= Robert Duncan (actor) =

English actor

Robert Duncan (born 27 July 1952) is an English actor. He is best known for his television role as Gus Hedges, the jargon-speaking manager, from Drop the Dead Donkey. He also appeared in Casualty as Peter Hayes between 1995 and 1996 and as Lazarus in the 2000 film The Miracle Maker.

==Biography==
Duncan was born Robert Welch in St Austell, Cornwall. He took the first name of his brother Duncan as his stage surname.
In 2008, he briefly taught History at Icknield High School, a comprehensive school in Luton, Bedfordshire.

==Radio==
On radio, he appears in Old Harry's Game (also written by Drop the Dead Donkey writer Andy Hamilton) as Satan's sycophantic assistant Scumspawn. He was Mike in 'Life, Death and Sex with Mike and Sue' for Radio 4 which ran for three series.
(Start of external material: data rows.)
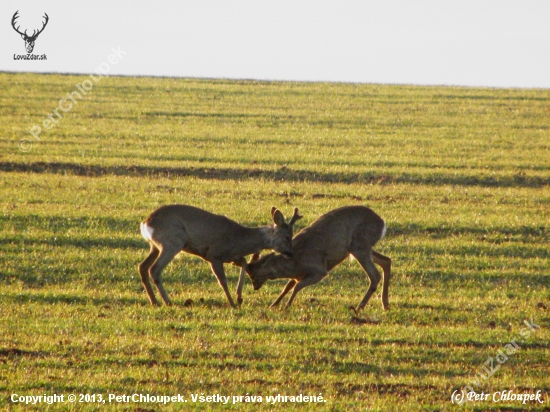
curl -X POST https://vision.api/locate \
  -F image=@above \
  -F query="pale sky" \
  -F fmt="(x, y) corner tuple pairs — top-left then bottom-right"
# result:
(0, 0), (550, 88)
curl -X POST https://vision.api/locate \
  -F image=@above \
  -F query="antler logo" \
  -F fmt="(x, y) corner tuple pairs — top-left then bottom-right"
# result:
(11, 10), (50, 53)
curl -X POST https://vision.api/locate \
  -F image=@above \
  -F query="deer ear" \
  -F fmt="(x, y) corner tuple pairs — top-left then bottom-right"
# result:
(273, 209), (285, 226)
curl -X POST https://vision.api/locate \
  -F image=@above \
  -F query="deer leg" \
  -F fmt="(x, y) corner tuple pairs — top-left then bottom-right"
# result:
(236, 257), (247, 307)
(210, 262), (236, 308)
(372, 250), (391, 310)
(139, 243), (159, 306)
(352, 250), (380, 313)
(149, 245), (182, 305)
(285, 273), (327, 309)
(269, 279), (298, 308)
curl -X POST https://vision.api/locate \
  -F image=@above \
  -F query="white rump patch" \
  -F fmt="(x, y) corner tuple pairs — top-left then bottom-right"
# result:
(139, 222), (154, 241)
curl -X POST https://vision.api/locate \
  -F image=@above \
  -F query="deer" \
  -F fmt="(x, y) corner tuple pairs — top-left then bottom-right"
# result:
(11, 10), (50, 53)
(245, 206), (391, 315)
(138, 205), (302, 308)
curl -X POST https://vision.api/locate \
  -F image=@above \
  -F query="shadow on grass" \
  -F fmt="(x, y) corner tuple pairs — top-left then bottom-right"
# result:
(0, 162), (550, 187)
(3, 292), (150, 306)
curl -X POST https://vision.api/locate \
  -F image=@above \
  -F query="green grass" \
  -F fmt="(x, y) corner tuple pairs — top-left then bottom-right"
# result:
(0, 73), (550, 411)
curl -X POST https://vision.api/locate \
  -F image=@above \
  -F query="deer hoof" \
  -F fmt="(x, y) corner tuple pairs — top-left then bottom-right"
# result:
(348, 306), (358, 316)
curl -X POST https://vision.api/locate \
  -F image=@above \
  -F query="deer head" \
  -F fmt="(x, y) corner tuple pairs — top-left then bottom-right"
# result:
(11, 10), (50, 53)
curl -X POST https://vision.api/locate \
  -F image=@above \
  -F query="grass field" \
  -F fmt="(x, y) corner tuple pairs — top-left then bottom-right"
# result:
(0, 73), (550, 411)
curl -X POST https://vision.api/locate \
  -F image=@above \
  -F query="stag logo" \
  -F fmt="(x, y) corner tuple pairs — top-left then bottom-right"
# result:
(11, 10), (50, 54)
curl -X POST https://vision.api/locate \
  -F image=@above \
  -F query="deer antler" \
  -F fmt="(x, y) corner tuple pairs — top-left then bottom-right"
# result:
(288, 207), (303, 226)
(31, 12), (50, 37)
(11, 10), (27, 37)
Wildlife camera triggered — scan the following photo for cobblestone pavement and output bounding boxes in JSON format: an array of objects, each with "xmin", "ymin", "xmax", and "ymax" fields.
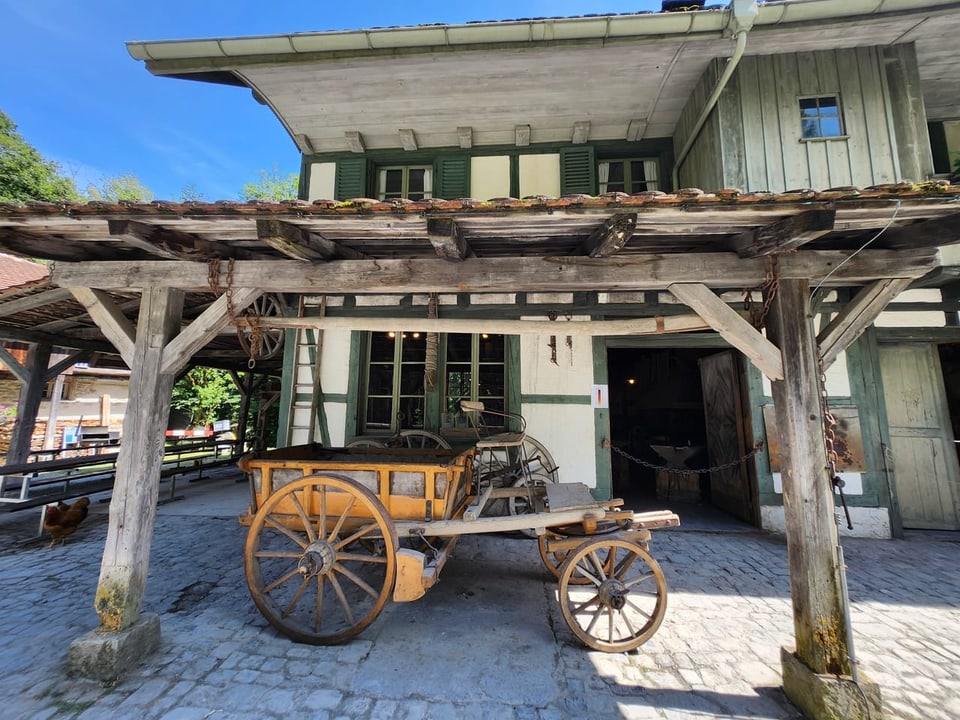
[{"xmin": 0, "ymin": 470, "xmax": 960, "ymax": 720}]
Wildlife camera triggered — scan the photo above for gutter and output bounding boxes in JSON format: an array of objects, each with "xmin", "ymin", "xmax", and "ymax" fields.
[{"xmin": 672, "ymin": 0, "xmax": 760, "ymax": 191}]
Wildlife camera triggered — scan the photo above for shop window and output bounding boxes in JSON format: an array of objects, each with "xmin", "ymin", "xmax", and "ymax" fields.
[
  {"xmin": 597, "ymin": 158, "xmax": 660, "ymax": 195},
  {"xmin": 377, "ymin": 165, "xmax": 433, "ymax": 200},
  {"xmin": 444, "ymin": 333, "xmax": 507, "ymax": 424}
]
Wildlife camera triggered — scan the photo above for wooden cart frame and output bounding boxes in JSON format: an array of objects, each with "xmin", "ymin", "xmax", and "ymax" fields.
[{"xmin": 241, "ymin": 445, "xmax": 679, "ymax": 652}]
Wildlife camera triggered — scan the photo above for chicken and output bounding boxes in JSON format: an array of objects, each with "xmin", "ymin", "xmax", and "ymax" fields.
[{"xmin": 43, "ymin": 497, "xmax": 90, "ymax": 547}]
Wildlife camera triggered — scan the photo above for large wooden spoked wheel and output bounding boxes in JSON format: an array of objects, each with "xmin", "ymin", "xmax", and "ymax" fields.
[
  {"xmin": 559, "ymin": 537, "xmax": 667, "ymax": 653},
  {"xmin": 243, "ymin": 474, "xmax": 398, "ymax": 645}
]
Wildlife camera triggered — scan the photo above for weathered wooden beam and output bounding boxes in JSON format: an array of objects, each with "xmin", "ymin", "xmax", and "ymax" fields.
[
  {"xmin": 257, "ymin": 219, "xmax": 366, "ymax": 262},
  {"xmin": 50, "ymin": 249, "xmax": 939, "ymax": 294},
  {"xmin": 107, "ymin": 220, "xmax": 272, "ymax": 260},
  {"xmin": 583, "ymin": 213, "xmax": 637, "ymax": 257},
  {"xmin": 0, "ymin": 288, "xmax": 73, "ymax": 317},
  {"xmin": 730, "ymin": 210, "xmax": 837, "ymax": 258},
  {"xmin": 43, "ymin": 350, "xmax": 91, "ymax": 381},
  {"xmin": 767, "ymin": 280, "xmax": 850, "ymax": 675},
  {"xmin": 817, "ymin": 278, "xmax": 910, "ymax": 368},
  {"xmin": 160, "ymin": 288, "xmax": 262, "ymax": 375},
  {"xmin": 669, "ymin": 283, "xmax": 783, "ymax": 380},
  {"xmin": 237, "ymin": 310, "xmax": 708, "ymax": 337},
  {"xmin": 70, "ymin": 287, "xmax": 137, "ymax": 370},
  {"xmin": 878, "ymin": 212, "xmax": 960, "ymax": 250},
  {"xmin": 427, "ymin": 218, "xmax": 473, "ymax": 260},
  {"xmin": 94, "ymin": 288, "xmax": 183, "ymax": 632},
  {"xmin": 7, "ymin": 345, "xmax": 52, "ymax": 465},
  {"xmin": 0, "ymin": 345, "xmax": 30, "ymax": 383}
]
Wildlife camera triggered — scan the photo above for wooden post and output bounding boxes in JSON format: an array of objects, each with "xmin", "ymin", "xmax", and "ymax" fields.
[
  {"xmin": 767, "ymin": 279, "xmax": 850, "ymax": 675},
  {"xmin": 7, "ymin": 345, "xmax": 51, "ymax": 465},
  {"xmin": 94, "ymin": 288, "xmax": 183, "ymax": 631}
]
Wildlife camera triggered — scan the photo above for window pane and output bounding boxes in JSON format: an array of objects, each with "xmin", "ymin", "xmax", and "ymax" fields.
[
  {"xmin": 400, "ymin": 397, "xmax": 423, "ymax": 430},
  {"xmin": 480, "ymin": 335, "xmax": 503, "ymax": 362},
  {"xmin": 367, "ymin": 363, "xmax": 393, "ymax": 395},
  {"xmin": 820, "ymin": 117, "xmax": 843, "ymax": 137},
  {"xmin": 400, "ymin": 333, "xmax": 427, "ymax": 362},
  {"xmin": 382, "ymin": 168, "xmax": 403, "ymax": 197},
  {"xmin": 447, "ymin": 333, "xmax": 472, "ymax": 363},
  {"xmin": 477, "ymin": 365, "xmax": 504, "ymax": 398},
  {"xmin": 370, "ymin": 333, "xmax": 396, "ymax": 362},
  {"xmin": 400, "ymin": 364, "xmax": 423, "ymax": 395},
  {"xmin": 366, "ymin": 397, "xmax": 393, "ymax": 428}
]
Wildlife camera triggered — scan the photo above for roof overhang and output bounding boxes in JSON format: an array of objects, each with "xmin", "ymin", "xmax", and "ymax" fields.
[{"xmin": 128, "ymin": 0, "xmax": 960, "ymax": 153}]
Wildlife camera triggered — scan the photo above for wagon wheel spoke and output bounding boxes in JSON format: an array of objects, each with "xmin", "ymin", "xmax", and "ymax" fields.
[
  {"xmin": 244, "ymin": 474, "xmax": 398, "ymax": 645},
  {"xmin": 558, "ymin": 535, "xmax": 667, "ymax": 652},
  {"xmin": 266, "ymin": 517, "xmax": 307, "ymax": 548},
  {"xmin": 329, "ymin": 573, "xmax": 354, "ymax": 625},
  {"xmin": 283, "ymin": 578, "xmax": 310, "ymax": 617},
  {"xmin": 290, "ymin": 490, "xmax": 317, "ymax": 542}
]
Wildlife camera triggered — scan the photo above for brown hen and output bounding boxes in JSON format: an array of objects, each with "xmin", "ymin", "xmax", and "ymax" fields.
[{"xmin": 43, "ymin": 498, "xmax": 90, "ymax": 547}]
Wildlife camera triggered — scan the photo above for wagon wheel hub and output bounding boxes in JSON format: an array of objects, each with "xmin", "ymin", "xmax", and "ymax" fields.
[
  {"xmin": 599, "ymin": 580, "xmax": 630, "ymax": 610},
  {"xmin": 297, "ymin": 540, "xmax": 337, "ymax": 577}
]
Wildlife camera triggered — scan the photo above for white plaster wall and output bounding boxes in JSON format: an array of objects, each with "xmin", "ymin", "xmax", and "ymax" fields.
[
  {"xmin": 760, "ymin": 505, "xmax": 891, "ymax": 540},
  {"xmin": 520, "ymin": 154, "xmax": 560, "ymax": 197},
  {"xmin": 320, "ymin": 330, "xmax": 350, "ymax": 396},
  {"xmin": 307, "ymin": 163, "xmax": 337, "ymax": 202},
  {"xmin": 520, "ymin": 320, "xmax": 597, "ymax": 487},
  {"xmin": 470, "ymin": 155, "xmax": 510, "ymax": 200}
]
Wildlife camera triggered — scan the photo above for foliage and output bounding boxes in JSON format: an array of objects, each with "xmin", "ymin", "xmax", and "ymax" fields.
[
  {"xmin": 170, "ymin": 367, "xmax": 240, "ymax": 426},
  {"xmin": 240, "ymin": 166, "xmax": 300, "ymax": 202},
  {"xmin": 0, "ymin": 110, "xmax": 80, "ymax": 203},
  {"xmin": 180, "ymin": 183, "xmax": 203, "ymax": 202},
  {"xmin": 87, "ymin": 173, "xmax": 153, "ymax": 203}
]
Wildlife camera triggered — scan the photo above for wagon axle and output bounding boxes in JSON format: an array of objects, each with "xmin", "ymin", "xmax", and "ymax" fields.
[{"xmin": 297, "ymin": 539, "xmax": 337, "ymax": 578}]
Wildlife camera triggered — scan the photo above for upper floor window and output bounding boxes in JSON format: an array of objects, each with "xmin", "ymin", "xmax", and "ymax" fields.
[
  {"xmin": 377, "ymin": 165, "xmax": 433, "ymax": 200},
  {"xmin": 597, "ymin": 160, "xmax": 659, "ymax": 195},
  {"xmin": 800, "ymin": 95, "xmax": 844, "ymax": 139}
]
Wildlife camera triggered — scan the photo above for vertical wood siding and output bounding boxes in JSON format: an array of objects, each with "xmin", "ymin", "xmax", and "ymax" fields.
[{"xmin": 674, "ymin": 45, "xmax": 933, "ymax": 192}]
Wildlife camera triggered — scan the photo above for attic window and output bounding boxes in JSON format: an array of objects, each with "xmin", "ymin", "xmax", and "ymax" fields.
[{"xmin": 800, "ymin": 95, "xmax": 844, "ymax": 140}]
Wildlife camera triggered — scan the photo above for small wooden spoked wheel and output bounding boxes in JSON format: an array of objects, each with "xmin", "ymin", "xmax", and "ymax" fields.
[
  {"xmin": 243, "ymin": 474, "xmax": 398, "ymax": 645},
  {"xmin": 559, "ymin": 536, "xmax": 667, "ymax": 652}
]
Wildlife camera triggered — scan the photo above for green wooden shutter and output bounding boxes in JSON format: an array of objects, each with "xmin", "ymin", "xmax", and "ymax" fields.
[
  {"xmin": 560, "ymin": 146, "xmax": 597, "ymax": 195},
  {"xmin": 334, "ymin": 158, "xmax": 367, "ymax": 200},
  {"xmin": 433, "ymin": 155, "xmax": 470, "ymax": 200}
]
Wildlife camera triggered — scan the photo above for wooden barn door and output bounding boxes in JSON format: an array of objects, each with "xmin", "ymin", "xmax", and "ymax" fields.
[
  {"xmin": 880, "ymin": 343, "xmax": 960, "ymax": 530},
  {"xmin": 700, "ymin": 350, "xmax": 758, "ymax": 525}
]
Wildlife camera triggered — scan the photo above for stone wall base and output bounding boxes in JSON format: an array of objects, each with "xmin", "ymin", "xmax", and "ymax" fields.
[
  {"xmin": 780, "ymin": 648, "xmax": 884, "ymax": 720},
  {"xmin": 67, "ymin": 613, "xmax": 160, "ymax": 681}
]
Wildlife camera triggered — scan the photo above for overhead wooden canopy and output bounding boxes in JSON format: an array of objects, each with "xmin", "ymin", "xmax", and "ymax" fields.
[{"xmin": 0, "ymin": 183, "xmax": 960, "ymax": 366}]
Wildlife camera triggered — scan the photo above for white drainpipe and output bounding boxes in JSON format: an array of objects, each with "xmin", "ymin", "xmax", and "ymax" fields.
[{"xmin": 673, "ymin": 0, "xmax": 760, "ymax": 190}]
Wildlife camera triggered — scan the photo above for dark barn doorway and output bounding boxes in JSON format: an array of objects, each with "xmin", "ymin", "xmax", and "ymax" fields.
[{"xmin": 607, "ymin": 348, "xmax": 758, "ymax": 524}]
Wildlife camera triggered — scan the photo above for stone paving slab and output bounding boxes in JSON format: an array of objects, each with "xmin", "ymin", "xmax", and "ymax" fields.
[{"xmin": 0, "ymin": 472, "xmax": 960, "ymax": 720}]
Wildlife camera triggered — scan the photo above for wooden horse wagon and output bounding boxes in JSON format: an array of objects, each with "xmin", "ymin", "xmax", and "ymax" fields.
[{"xmin": 241, "ymin": 438, "xmax": 679, "ymax": 652}]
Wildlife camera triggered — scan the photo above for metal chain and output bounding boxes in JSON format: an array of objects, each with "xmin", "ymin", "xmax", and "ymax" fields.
[
  {"xmin": 601, "ymin": 440, "xmax": 763, "ymax": 475},
  {"xmin": 743, "ymin": 255, "xmax": 780, "ymax": 330},
  {"xmin": 207, "ymin": 258, "xmax": 263, "ymax": 370},
  {"xmin": 817, "ymin": 345, "xmax": 853, "ymax": 530}
]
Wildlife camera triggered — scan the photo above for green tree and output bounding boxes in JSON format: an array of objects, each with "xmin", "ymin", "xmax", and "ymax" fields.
[
  {"xmin": 240, "ymin": 166, "xmax": 300, "ymax": 202},
  {"xmin": 170, "ymin": 367, "xmax": 240, "ymax": 425},
  {"xmin": 0, "ymin": 110, "xmax": 81, "ymax": 203},
  {"xmin": 87, "ymin": 173, "xmax": 153, "ymax": 202}
]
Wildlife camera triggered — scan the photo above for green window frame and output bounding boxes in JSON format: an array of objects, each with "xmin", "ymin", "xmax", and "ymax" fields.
[
  {"xmin": 377, "ymin": 165, "xmax": 433, "ymax": 200},
  {"xmin": 799, "ymin": 95, "xmax": 845, "ymax": 140},
  {"xmin": 361, "ymin": 332, "xmax": 427, "ymax": 432},
  {"xmin": 597, "ymin": 158, "xmax": 660, "ymax": 195},
  {"xmin": 443, "ymin": 333, "xmax": 507, "ymax": 424}
]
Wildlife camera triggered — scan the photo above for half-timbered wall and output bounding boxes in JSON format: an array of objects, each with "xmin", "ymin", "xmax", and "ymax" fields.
[{"xmin": 674, "ymin": 45, "xmax": 933, "ymax": 192}]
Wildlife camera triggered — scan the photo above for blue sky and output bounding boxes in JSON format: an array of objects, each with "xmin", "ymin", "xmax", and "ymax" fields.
[{"xmin": 0, "ymin": 0, "xmax": 661, "ymax": 202}]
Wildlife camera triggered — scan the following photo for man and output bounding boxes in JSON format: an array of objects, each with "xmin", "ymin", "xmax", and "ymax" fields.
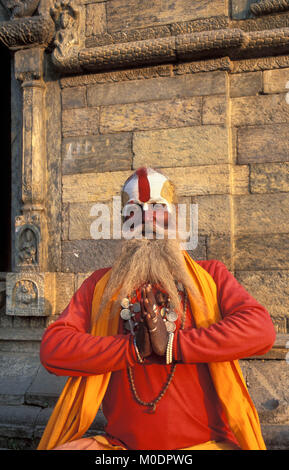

He also played Gordon Way in Dirk Maggs' interpretation of Douglas Adams' book Dirk Gently's Holistic Detective Agency for BBC Radio Four in 2007.

==Theatre==
He starred in Oscar Wilde's play An Ideal Husband from August to November 2008 with Kate O'Mara and Fenella Fielding. In 2010 he toured in a production of Agatha Christie's Witness for the Prosecution. He also toured Agatha Christie's Go Back for Murder in 2013.

Robert Duncan was in the cast of three of The Small Hand by Susan Hill and produced by Bill Kenwright Productions, co-starring Andrew Lancel and Diane Keen.

In 2016, Duncan toured in Kenwright's production of Rehearsal for Murder.